Доктор Роберт Стэдлер мерил шагами свой кабинет, кляня холод.
Весна в этом году припозднилась. За окном мертвенная серость холмов выглядела естественным переходом от грязноватой белизны неба к свинцовой черноте реки. Время от времени небольшой участок одного из далеких склонов вдруг становился серебристо-желтым, даже зеленоватым, но практически тут же цветовое пятно исчезало. Облака, узко рассеченные солнечным лучом, вновь сходились, отсекая его от земли.

«Дело не в том, что плохо топят, – думал доктор Стэдлер. – Холодно делается от вида за окном».
«Сегодня не такой уж мороз, – продолжал думать он. – Просто за зимние месяцы холод до такой степени накопился в костях, что пришлось прервать работу, отвлечься на бытовые проблемы, вроде плохого отопления, и разговоры о необходимости экономии топлива».
«Это нелепо, – думал он. – Природа все больше влияет на жизнь и дела людей. Раньше такого не было и в помине».

Даже если зима выдавалась более суровой, чем обычно, если прорвавший дамбу поток смывал участок железнодорожного полотна, людям не приходилось две недели есть только консервированные овощи. Если молния попадала в силовую подстанцию, такое учреждение, как Государственный научный институт, не оставалось без электричества на целых пять дней.

«Пять дней бездействия, – думал он. – Остановившиеся двигатели, обесточенные приборы, безвозвратно потерянные часы, которые его сотрудники могли бы потратить на познание тайн Вселенной».
Он в сердцах отвернулся от окна, на мгновение замер, вновь повернулся к окну. Не хотел смотреть на книгу, которая лежала на его столе.

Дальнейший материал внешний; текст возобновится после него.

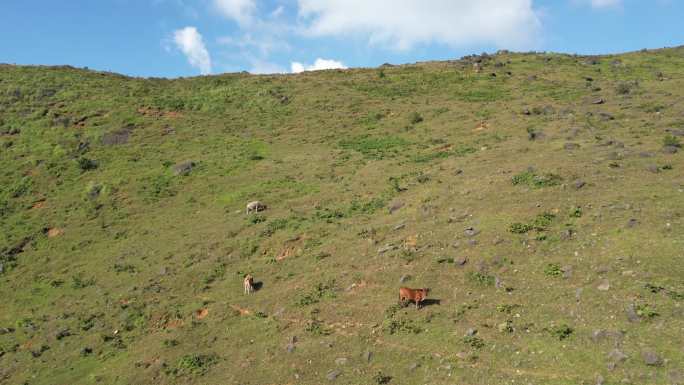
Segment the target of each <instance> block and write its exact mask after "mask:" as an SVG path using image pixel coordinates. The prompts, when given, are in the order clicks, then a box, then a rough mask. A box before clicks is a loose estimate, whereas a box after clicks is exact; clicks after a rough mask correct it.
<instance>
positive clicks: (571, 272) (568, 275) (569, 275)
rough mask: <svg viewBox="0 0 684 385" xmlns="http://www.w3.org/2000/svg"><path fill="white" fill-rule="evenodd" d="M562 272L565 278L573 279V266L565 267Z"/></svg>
mask: <svg viewBox="0 0 684 385" xmlns="http://www.w3.org/2000/svg"><path fill="white" fill-rule="evenodd" d="M561 271H562V272H563V278H566V279H567V278H571V277H572V266H563V267H561Z"/></svg>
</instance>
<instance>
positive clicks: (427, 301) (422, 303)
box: [420, 298, 442, 307]
mask: <svg viewBox="0 0 684 385" xmlns="http://www.w3.org/2000/svg"><path fill="white" fill-rule="evenodd" d="M441 304H442V300H441V299H436V298H427V299H424V300H423V301H422V302H421V303H420V306H421V307H424V306H432V305H441Z"/></svg>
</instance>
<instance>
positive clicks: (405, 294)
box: [399, 287, 430, 309]
mask: <svg viewBox="0 0 684 385" xmlns="http://www.w3.org/2000/svg"><path fill="white" fill-rule="evenodd" d="M429 291H430V289H427V288H424V289H409V288H408V287H401V288H399V303H401V304H402V305H404V304H405V303H406V301H413V302H415V303H416V309H418V308H420V303H421V302H423V301H424V300H425V298H427V294H428V292H429Z"/></svg>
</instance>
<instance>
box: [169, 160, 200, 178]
mask: <svg viewBox="0 0 684 385" xmlns="http://www.w3.org/2000/svg"><path fill="white" fill-rule="evenodd" d="M195 166H196V163H195V162H193V161H191V160H190V161H187V162H182V163H178V164H176V165H175V166H173V173H174V174H175V175H188V174H190V172H191V171H192V169H193V168H195Z"/></svg>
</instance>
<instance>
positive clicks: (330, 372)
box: [325, 370, 341, 381]
mask: <svg viewBox="0 0 684 385" xmlns="http://www.w3.org/2000/svg"><path fill="white" fill-rule="evenodd" d="M340 374H341V372H340V371H339V370H331V371H329V372H328V374H327V375H326V376H325V378H327V379H328V381H335V379H336V378H337V377H339V376H340Z"/></svg>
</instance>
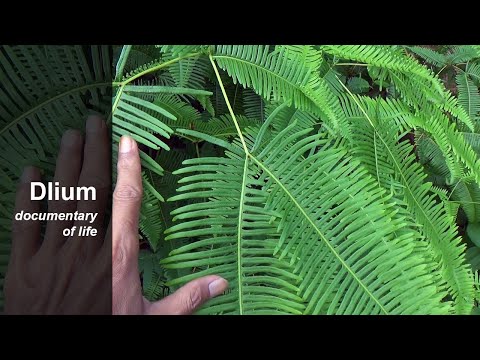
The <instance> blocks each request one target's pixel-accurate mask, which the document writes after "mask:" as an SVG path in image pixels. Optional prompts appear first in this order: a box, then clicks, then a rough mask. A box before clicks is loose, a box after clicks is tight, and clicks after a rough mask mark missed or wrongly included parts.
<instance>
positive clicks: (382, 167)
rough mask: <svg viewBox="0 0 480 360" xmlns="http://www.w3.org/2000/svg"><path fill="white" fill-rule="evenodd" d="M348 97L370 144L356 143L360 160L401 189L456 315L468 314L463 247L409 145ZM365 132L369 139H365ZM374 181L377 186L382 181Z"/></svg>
mask: <svg viewBox="0 0 480 360" xmlns="http://www.w3.org/2000/svg"><path fill="white" fill-rule="evenodd" d="M351 97H352V100H353V102H355V104H356V105H357V106H358V107H359V109H360V110H361V112H362V113H363V115H364V116H365V121H367V122H368V124H369V125H370V128H368V127H367V128H366V129H363V127H362V126H357V127H356V129H357V131H358V132H359V133H362V131H363V132H364V135H363V136H366V137H367V138H368V137H370V138H372V140H370V141H369V140H366V141H364V140H361V141H360V142H359V145H361V146H362V148H363V149H364V151H365V152H366V153H368V152H370V155H369V156H365V155H363V156H361V157H360V159H366V161H367V162H369V161H372V160H371V159H375V171H374V172H373V173H372V175H374V176H375V174H378V173H382V175H383V176H385V174H388V175H387V178H388V177H390V176H393V177H394V178H395V180H396V181H398V182H399V183H400V184H401V185H402V188H403V192H402V196H403V199H404V201H405V203H406V204H407V209H408V210H409V212H410V213H411V214H413V215H414V217H415V220H416V222H417V223H418V224H419V225H420V226H421V229H420V230H421V232H422V233H423V235H424V236H425V238H426V239H427V240H428V241H429V243H430V245H431V248H432V251H433V253H434V257H435V259H436V260H437V261H438V264H439V266H440V267H441V269H442V275H443V277H444V279H445V281H446V283H447V284H448V287H449V293H450V294H451V296H452V297H453V299H454V301H455V306H456V309H457V311H458V312H459V313H469V312H470V311H471V307H472V304H473V303H472V301H473V295H472V284H471V274H470V273H469V271H468V267H467V266H466V265H465V258H464V251H465V246H464V245H463V244H462V243H461V238H460V237H459V236H458V233H457V228H456V225H455V224H454V222H453V219H452V218H451V217H450V216H447V214H446V213H445V211H444V207H443V206H442V204H441V203H437V202H436V201H435V196H432V194H429V192H430V191H431V184H430V183H426V182H424V179H425V177H426V175H425V174H424V173H423V172H422V168H421V166H420V165H419V164H418V163H417V161H416V157H415V155H414V152H413V147H412V146H411V144H410V143H409V142H408V141H404V142H400V141H399V140H400V138H401V134H399V133H398V127H397V126H395V125H394V124H393V123H391V122H387V121H385V120H383V119H381V118H377V117H376V115H377V114H376V113H375V112H372V110H371V109H369V108H368V104H367V103H366V102H363V101H362V100H363V99H362V98H360V97H357V96H355V95H353V94H352V95H351ZM362 129H363V130H362ZM368 131H370V135H367V134H368ZM365 132H366V133H365ZM377 138H378V142H379V143H380V149H379V150H378V149H377V148H376V147H373V148H372V147H371V146H370V144H371V143H372V142H375V139H377ZM359 140H360V139H359ZM363 141H364V142H363ZM369 143H370V144H369ZM365 152H364V154H365ZM379 159H381V160H380V161H379ZM380 165H381V167H380ZM378 178H379V182H380V183H381V184H382V183H383V182H384V181H385V180H381V179H380V177H378ZM386 185H389V184H388V183H385V184H384V185H383V186H386Z"/></svg>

Ну и где же этот доктор Феррис? Он взглянул на часы. Доктор Феррис опаздывал – удивительное дело – опаздывал на встречу с ним. Доктор Флойд Феррис, лакей от науки, который всем своим видом выказывал готовность извиниться за то, что может снять перед ним только одну шляпу.
«И эта невероятная для мая погода, – думал Стэдлер, глядя на реку. – Конечно же, именно погода, а не книга так испортила мне настроение».

Книгу он положил на самое видное место, и когда понял, что даже смотреть на нее не хочет, то начал испытывать к ней не просто отвращение, а еще и другое чувство, признавать которое не хотелось. Он убеждал себя, что подняться из-за стола его заставила не лежащая на нем книга, а желание размяться, согреть замерзшее тело. Он кружил по кабинету, между столом и окном. И уже решил, что отправит книгу в корзину для мусора, где ей было самое место, сразу же после разговора с доктором Феррисом.

Взгляд его вновь задержался на пятне солнечного света и зелени на склоне далекого холма, обещании весны в мире, который выглядел до сих пор так, будто в нем уже никогда не вырастет трава, не распустятся почки. Его глаза радостно вспыхнули, а когда луч погас, он почувствовал укол острой тоски. Ему так хотелось, чтобы яркое пятно не пропадало, а наоборот, ширилось, захватывая всю землю. Он вдруг вспомнил интервью, которое этой зимой брал у него известный писатель. Писатель приехал из Европы, чтобы написать о нем статью, и он, который всегда терпеть не мог интервью, говорил много и долго, слишком долго, увидев перед собой интеллектуала, в отчаянной надежде, что тот сумеет донести до читателей его мысли. Статья вышла. Писатель расхваливал автора, как мог, попутно исказив до неузнаваемости все идеи. Закрывая журнал, Стэдлер испытывал те же чувства, что и сейчас, когда облака в очередной раз разделили солнце и землю.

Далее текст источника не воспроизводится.